From Presence to Policy: The Conditional Impact of Women's Representation in Top Management Teams in Chinese Local Governments
研究中国276个城市2010-2018年数据发现,市长团队中有两名及以上女性领导时更可能出台惠及女性的政策,且此效应受省级女性领导比例和与省级男性领导关系的影响。
ABSTRACT While public administration research has begun exploring the impact of women's representation in top leadership positions in public organizations, the conditions under which women's representation in top management teams (TMTs) produces policies specifically benefiting women remain underexamined. Using a panel dataset covering 276 Chinese municipalities (2010–2018), this study examines how women's representation in mayoral teams affects women‐sensitive policy adoption. Fixed‐effects Poisson regression analyses suggest that TMTs with two or more women leaders are likely to adopt more women‐sensitive policies than TMTs with no or a single woman leader.

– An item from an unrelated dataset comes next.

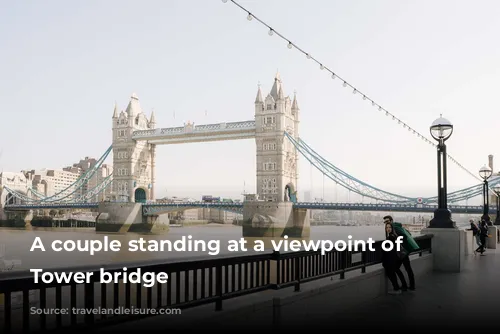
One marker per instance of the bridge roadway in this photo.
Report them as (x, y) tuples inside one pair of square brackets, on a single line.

This relationship strengthens when women occupy a larger proportion of provincial leadership roles, but it weakens when TMTs maintain stronger patronage ties to provincial male leaders. These findings advance representative bureaucracy research by demonstrating how passive representation translates into active representation in government upper echelons from a team‐based perspective and how this effect is contingent on institutional factors within a multi‐level governance system.